On the 13th of March, 1815, the Ministers of the seven powers, Austria, Spain, England, Portugal, Prussia, Russia, and Sweden, signed a manifesto, by which they declared Napoleon an outlaw; and this denunciation was instantly followed up by a treaty between England, Austria, Prussia, and Russia (to which other powers soon acceded), by which the rulers of those countries bound themselves to enforce that decree, and to prosecute the war until Napoleon should be driven from the throne of France, and rendered incapable of disturbing the peace of Europe. The Duke of Wellington was the representative of England at the Congress of Vienna, and he was immediately applied to for his advice on the plan of military operations against France. It was obvious that Belgium would be the first battle-field; and by the general wish of the Allies, the English Duke proceeded thither to assemble an army from the contingents of Dutch, Belgian, and Hanoverian troops, that were most speedily available, and from the English regiments which his own Government was hastening to send over from this country.

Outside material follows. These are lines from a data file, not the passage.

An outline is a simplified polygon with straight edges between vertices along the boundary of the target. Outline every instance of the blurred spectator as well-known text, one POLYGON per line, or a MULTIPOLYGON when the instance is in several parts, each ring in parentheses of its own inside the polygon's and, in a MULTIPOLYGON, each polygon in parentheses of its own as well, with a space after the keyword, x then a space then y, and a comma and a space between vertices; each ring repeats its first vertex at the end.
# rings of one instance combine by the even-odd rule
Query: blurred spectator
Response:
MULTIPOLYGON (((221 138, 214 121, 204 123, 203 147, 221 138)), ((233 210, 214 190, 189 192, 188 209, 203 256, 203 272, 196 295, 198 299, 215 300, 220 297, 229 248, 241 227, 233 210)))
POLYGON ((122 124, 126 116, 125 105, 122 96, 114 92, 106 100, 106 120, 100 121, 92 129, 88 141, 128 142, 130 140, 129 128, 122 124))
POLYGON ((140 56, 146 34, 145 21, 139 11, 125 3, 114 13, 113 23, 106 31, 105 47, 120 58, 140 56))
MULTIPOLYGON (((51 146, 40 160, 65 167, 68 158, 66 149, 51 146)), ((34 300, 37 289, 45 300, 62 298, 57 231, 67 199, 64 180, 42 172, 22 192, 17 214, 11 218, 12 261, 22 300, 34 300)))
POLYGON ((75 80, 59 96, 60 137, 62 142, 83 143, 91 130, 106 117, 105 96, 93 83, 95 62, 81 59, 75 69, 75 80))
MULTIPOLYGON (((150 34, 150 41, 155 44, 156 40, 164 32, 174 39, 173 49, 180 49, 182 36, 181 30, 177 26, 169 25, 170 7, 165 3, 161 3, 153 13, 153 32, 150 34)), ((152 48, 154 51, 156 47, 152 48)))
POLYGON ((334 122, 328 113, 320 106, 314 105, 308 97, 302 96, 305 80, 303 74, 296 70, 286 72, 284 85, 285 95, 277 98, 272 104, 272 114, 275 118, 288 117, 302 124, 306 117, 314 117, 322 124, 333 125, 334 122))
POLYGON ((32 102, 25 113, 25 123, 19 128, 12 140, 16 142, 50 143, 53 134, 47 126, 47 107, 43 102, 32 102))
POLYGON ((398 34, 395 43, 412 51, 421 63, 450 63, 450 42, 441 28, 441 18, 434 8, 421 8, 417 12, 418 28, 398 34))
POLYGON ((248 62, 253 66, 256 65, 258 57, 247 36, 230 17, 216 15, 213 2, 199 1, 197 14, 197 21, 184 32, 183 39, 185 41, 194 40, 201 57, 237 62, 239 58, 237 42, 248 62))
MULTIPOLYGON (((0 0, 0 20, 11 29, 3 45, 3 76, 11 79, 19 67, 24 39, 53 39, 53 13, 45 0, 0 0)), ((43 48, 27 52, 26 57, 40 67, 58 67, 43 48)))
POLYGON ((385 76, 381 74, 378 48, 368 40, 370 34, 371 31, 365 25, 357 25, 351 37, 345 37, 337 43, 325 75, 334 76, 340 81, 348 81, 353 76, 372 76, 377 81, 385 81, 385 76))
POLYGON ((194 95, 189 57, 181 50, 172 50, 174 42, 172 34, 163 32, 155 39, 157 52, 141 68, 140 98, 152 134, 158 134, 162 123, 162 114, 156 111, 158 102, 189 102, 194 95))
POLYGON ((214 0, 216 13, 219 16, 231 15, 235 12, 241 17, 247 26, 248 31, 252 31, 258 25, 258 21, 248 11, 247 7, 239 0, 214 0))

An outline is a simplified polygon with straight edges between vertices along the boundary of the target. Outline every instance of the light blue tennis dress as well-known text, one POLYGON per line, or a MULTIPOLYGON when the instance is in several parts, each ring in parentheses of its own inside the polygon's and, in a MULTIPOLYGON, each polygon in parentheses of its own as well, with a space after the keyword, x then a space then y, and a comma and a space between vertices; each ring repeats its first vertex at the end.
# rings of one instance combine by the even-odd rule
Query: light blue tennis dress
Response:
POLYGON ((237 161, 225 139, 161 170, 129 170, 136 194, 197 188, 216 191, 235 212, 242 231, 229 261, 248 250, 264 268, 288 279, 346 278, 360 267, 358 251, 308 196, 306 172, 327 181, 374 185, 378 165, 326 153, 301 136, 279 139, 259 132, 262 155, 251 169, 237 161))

A strong Prussian corps was near Aix-la-Chapelle, having remained there since the campaign of the preceding year. This was largely reinforced by other troops of the same nation; and Marshal Blucher, the favourite hero of the Prussian soldiery, and the deadliest foe of France, assumed the command of this army, which was termed the Army of the Lower Rhine; and which, in conjunction with Wellington's forces, was to make the van of the armaments of the Allied Powers. Meanwhile Prince Swartzenburg was to collect 130,000 Austrians, and 124,000 troops of other Germanic States, as "the Army of the Upper Rhine;" and 168,000 Russians, under the command of Barclay de Tolly, were to form "the Army of the Middle Rhine," and to repeat the march from Muscovy to that river's banks.

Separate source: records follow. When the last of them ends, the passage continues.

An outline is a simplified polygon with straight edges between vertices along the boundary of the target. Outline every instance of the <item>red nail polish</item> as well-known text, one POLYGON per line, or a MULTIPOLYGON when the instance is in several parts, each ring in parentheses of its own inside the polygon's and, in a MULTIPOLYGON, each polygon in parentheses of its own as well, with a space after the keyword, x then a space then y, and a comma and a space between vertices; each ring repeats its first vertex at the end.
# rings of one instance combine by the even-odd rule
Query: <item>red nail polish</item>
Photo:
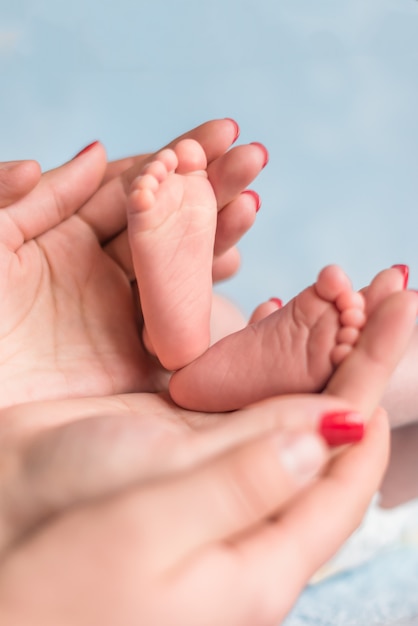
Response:
POLYGON ((277 304, 278 309, 281 309, 283 307, 283 300, 280 300, 280 298, 270 298, 269 302, 274 302, 274 304, 277 304))
POLYGON ((264 152, 264 163, 263 163, 263 168, 266 167, 267 163, 269 162, 269 153, 268 150, 265 146, 263 146, 262 143, 259 143, 258 141, 253 141, 251 142, 252 146, 258 146, 259 148, 261 148, 261 150, 264 152))
POLYGON ((403 265, 402 263, 397 263, 396 265, 392 265, 393 269, 399 270, 403 276, 403 288, 406 289, 409 280, 409 267, 407 265, 403 265))
POLYGON ((261 198, 258 195, 258 193, 256 191, 253 191, 252 189, 246 189, 242 193, 247 193, 249 196, 254 198, 254 200, 255 200, 255 212, 258 213, 259 210, 260 210, 260 207, 261 207, 261 198))
POLYGON ((322 417, 318 430, 329 446, 341 446, 361 441, 364 422, 359 413, 334 411, 322 417))
POLYGON ((77 152, 77 154, 73 157, 73 159, 76 159, 77 157, 81 156, 82 154, 85 154, 86 152, 88 152, 89 150, 94 148, 94 146, 96 146, 98 143, 99 143, 98 141, 93 141, 92 143, 89 143, 88 146, 86 146, 85 148, 80 150, 80 152, 77 152))
POLYGON ((232 119, 232 117, 226 117, 225 119, 228 120, 229 122, 232 122, 233 125, 235 126, 235 137, 234 137, 234 141, 232 142, 232 143, 235 143, 241 132, 240 127, 238 126, 237 122, 232 119))

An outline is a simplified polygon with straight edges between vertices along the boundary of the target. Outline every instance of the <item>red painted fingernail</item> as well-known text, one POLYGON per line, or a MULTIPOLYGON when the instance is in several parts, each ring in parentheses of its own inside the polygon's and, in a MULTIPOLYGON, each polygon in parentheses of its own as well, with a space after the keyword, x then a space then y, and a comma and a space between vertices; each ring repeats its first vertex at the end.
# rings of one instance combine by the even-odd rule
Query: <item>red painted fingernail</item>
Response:
POLYGON ((322 417, 319 432, 329 446, 356 443, 363 439, 364 421, 359 413, 334 411, 322 417))
POLYGON ((261 198, 258 195, 258 193, 256 191, 253 191, 252 189, 246 189, 242 193, 247 193, 249 196, 254 198, 254 200, 255 200, 255 212, 258 213, 259 210, 260 210, 260 207, 261 207, 261 198))
POLYGON ((267 163, 269 162, 269 153, 268 150, 265 146, 263 146, 262 143, 259 143, 258 141, 253 141, 251 142, 252 146, 258 146, 259 148, 262 149, 262 151, 264 152, 264 163, 263 163, 263 167, 266 167, 267 163))
POLYGON ((393 269, 399 270, 403 276, 403 288, 406 289, 409 280, 409 267, 407 265, 403 265, 402 263, 396 263, 396 265, 392 265, 393 269))
POLYGON ((232 119, 232 117, 226 117, 225 119, 228 120, 229 122, 232 122, 234 124, 234 126, 235 126, 235 138, 234 138, 234 141, 232 142, 232 143, 235 143, 236 140, 239 137, 240 132, 241 132, 240 128, 239 128, 237 122, 232 119))
POLYGON ((274 304, 277 304, 278 309, 283 308, 283 300, 280 300, 280 298, 270 298, 269 302, 274 302, 274 304))
POLYGON ((92 143, 89 143, 88 146, 86 146, 85 148, 80 150, 80 152, 77 152, 77 154, 73 157, 73 159, 76 159, 77 157, 81 156, 82 154, 85 154, 86 152, 88 152, 89 150, 94 148, 94 146, 97 146, 98 143, 99 143, 98 141, 93 141, 92 143))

The exertions which the Allied Powers thus made at this crisis to grapple promptly with the French emperor have truly been termed gigantic; and never were Napoleon's genius and activity more signally displayed, than in the celerity and skill by which he brought forward all the military resources of France, which the reverses of the three preceding years, and the pacific policy of the Bourbons during the months of their first restoration, had greatly diminished and disorganized. He re-entered Paris on the 20th of March, and by the end of May, besides sending a force into La Vendee to put down the armed rising of the royalists in that province, and besides providing troops under Massena and Suchet for the defence of the southern frontiers of France, Napoleon had an army assembled in the north-east for active operations under his own command, which amounted to between one hundred and twenty, and one hundred and thirty thousand men, with a superb park of artillery and in the highest possible state of equipment, discipline, and efficiency. [See for these numbers Siborne's History of the Campaign of Waterloo, vol. i. p. 41.]